Information in the following applications sections is not part of the TI component specification, and TI does not warrant its accuracy or completeness. TI’s customers are responsible for determining suitability of components for their purposes. Customers should validate and test their design implementation to confirm system functionality.

8.1 Application Information

The LM2621 is primarily used as a Boost type step-up converter. The following section provides information regarding connection and component choices to build a successful boost converter.
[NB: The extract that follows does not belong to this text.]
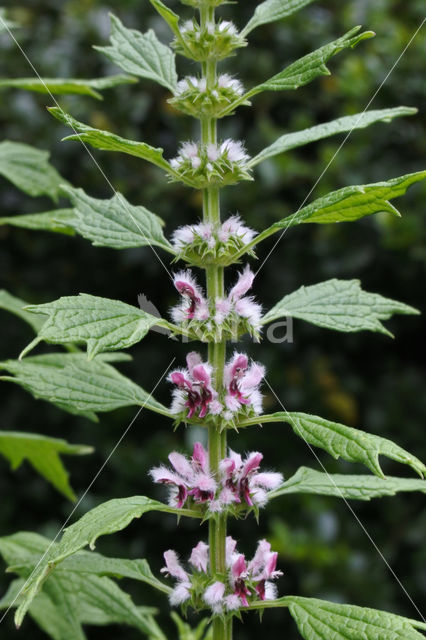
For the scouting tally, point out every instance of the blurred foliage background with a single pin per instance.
(364, 380)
Examples of typical applications are also provided including a SEPIC step-up/step-down topology. More details on designing a SEPIC converter can be found here: SLYT309.

8.2 Typical Applications

8.2.1 Step-Up DC-DC Converter Typical Application Using LM2621

LM2621 10093412.png Figure 13. Typical Circuit

8.2.1.1 Design Requirements

In order to successfully build an application, the designer should have the following parameters:

  • Output voltage to set the feedback voltage divider and to assess the source for biasing the VDD pin.
  • Input voltage range (min and max) to ensure safe operation within absolute max. rating of the IC.
  • Output current to ensure that the system will not hit the internal peak current limit of the IC (2.85 A typical) during normal operation.
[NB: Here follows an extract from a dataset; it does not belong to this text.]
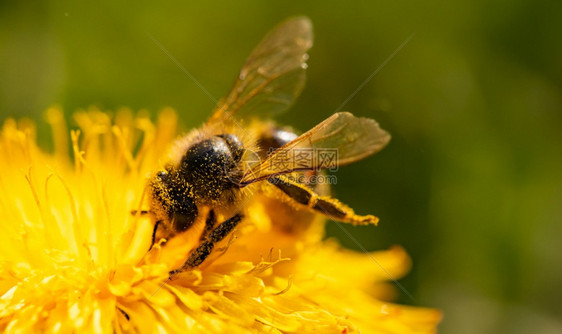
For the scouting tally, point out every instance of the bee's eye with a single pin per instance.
(234, 144)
8.2.1.2 Detailed Design Procedure

8.2.1.2.1 Setting the Output Voltage

The output voltage of the step-up regulator can be set between 1.24 V and 14 V by connecting a feedback resistive divider made of RF1 and RF2. The resistor values are selected as follows:

Equation 1. RF2 = RF1 /[(VOUT/ 1.24) −1]

A value of 150 kΩ is suggested for RF1. Then, RF2 can be selected using the above equation. A 39-pF capacitor (CF1) connected across RF1 helps in feeding back most of the AC ripple at VOUT to the FB pin. This helps reduce the peak-to-peak output voltage ripple as well as improve the efficiency of the step-up regulator, because a set hysteresis of 30 mV at the FB pin is used for the gated oscillator control scheme.

8.2.1.2.2 Bootstrapping

When the output voltage (VOUT) is between 2.5 V and 5.0 V a bootstrapped operation is suggested. This is achieved by connecting the VDD pin (Pin 6) to VOUT. However if the VOUT is outside this range, the VDD pin should be connected to a voltage source whose range is between 2.5 V and 5 V. This can be the input voltage (VIN), VOUT stepped down using a linear regulator, or a different voltage source available in the system. This is referred to as non-bootstrapped operation. The maximum acceptable voltage at the BOOT pin (Pin 7) is 10 V.

8.2.1.2.3 Setting the Switching Frequency

The switching frequency of the oscillator is selected by choosing an external resistor (RFQ) connected between FREQ and VDD pins. See Figure 9 for choosing the RFQ value to achieve the desired switching frequency. A high switching frequency allows the use of very small surface mount inductors and capacitors and results in a very small solution size. A switching frequency between 300 kHz and 2 MHz is recommended.

8.2.1.2.4 Inductor Selection

The LM2621's high switching frequency enables the use of a small surface mount inductor. A 6.8-µH shielded inductor is suggested. The inductor should have a saturation current rating higher than the peak current it will experience during circuit operation (see Figure 10). Less than 100-mΩ ESR is suggested for high efficiency.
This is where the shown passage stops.